The state of Kansas is moving closer to starting a system with 18 other states to collect sales taxes from online retailers.
"We're hoping to get that wrapped up in the next month or two," Richard Cram, director of policy and research for the Kansas Department of Revenue, said in early March.
Kansas Department of Revenue Secretary Joan Wagnon and her group, the Streamlined Sales Tax Governing Board, have been searching for a way to get businesses to collect sales taxes when they sell goods to customers in other states.
Currently, businesses are not required to collect sales taxes from out-of-state buyers. But with Internet sales spreading, cash-strapped states are missing out on millions in possible revenue.
A study conducted by the University of Tennessee in 2004 estimated Kansas was losing as much as $81 million annually in uncollected taxes from out-of-state businesses.
In November, Wagnon's group helped solidify a pact among 19 states, including Kansas, agreeing to search for incentives to persuade businesses to collect the taxes. The states that signed the streamlined sales tax pact would collect taxes from other states and, using tax statements, send the cash back to the states where the sales were made.
"There are huge dividends down the road. Huge," Wagnon said in December.
SACS Distributors, a Eudora company that uses eBay to sell a variety of products - everything from tools to movies to makeup - isn't interested in having to collect the taxes.
"I'd rather avoid the whole thing," said Chaz Chaffin, one of SACS' owners. "It would affect us greatly. Being able to track (differing tax rates in different states) would be a royal pain in the neck. We do quite a bit (of business) each day - to know each rate and keep up with it would be very costly for us."
Christine Peebles, a Lawrence resident who runs the Holy Yogi online store selling items from India and Nepal, agreed. Ninety-five percent of her sales go out-of-state.
"That would be time-consuming now," she said. "My system isn't set up for that. It would be difficult."
But Cram said the 19-state coalition was looking for software vendors to develop technology that would make such transactions easier to track without burdening online retailers. The software would calculate sales taxes based on the shipping address.

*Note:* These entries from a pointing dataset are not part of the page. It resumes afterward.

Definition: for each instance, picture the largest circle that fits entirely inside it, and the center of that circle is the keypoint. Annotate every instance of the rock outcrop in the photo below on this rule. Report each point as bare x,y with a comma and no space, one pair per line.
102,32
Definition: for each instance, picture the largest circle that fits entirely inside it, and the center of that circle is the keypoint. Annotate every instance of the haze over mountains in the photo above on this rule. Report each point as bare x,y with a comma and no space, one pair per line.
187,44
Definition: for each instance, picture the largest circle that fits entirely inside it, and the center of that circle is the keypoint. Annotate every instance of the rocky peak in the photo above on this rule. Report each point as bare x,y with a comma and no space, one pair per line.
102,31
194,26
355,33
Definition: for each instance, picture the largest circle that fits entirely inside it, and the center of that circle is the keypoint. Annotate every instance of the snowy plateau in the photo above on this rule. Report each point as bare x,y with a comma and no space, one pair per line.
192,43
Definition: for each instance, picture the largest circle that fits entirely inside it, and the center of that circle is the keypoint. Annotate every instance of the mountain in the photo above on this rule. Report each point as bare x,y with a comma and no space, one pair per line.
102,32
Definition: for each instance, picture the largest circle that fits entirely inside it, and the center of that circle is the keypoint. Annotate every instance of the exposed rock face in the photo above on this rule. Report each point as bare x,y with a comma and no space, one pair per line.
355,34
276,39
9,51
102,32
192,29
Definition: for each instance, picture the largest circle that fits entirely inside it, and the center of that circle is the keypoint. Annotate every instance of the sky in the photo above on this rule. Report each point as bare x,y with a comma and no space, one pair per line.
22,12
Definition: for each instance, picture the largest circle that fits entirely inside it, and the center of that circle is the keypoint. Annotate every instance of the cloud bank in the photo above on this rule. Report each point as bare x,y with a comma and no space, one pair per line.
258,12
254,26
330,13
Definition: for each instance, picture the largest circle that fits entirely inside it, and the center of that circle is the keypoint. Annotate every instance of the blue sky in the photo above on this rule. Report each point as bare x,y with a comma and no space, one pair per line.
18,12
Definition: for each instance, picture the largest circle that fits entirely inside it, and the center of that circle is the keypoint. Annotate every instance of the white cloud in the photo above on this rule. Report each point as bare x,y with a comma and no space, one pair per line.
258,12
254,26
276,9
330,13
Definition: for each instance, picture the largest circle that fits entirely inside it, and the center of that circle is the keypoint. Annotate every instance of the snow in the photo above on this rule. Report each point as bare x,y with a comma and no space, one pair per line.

"It eliminates a big headache for them," Cram said of retailers.
There is no law forcing retailers to collect the taxes. But Cram said big retailers, especially, would participate in a tradeoff that would get the 19-state coalition to standardize many of their business rules, streamlining paperwork and red tape for multistate businesses.
"There's nothing forcing them to do it," Cram said. "There's no hammer, probably until Congress would get involved. But there are a number of the larger retailers that have been enthusiastic about this project."
Federal bills that would create an Internet sales tax system have failed repeatedly in recent years.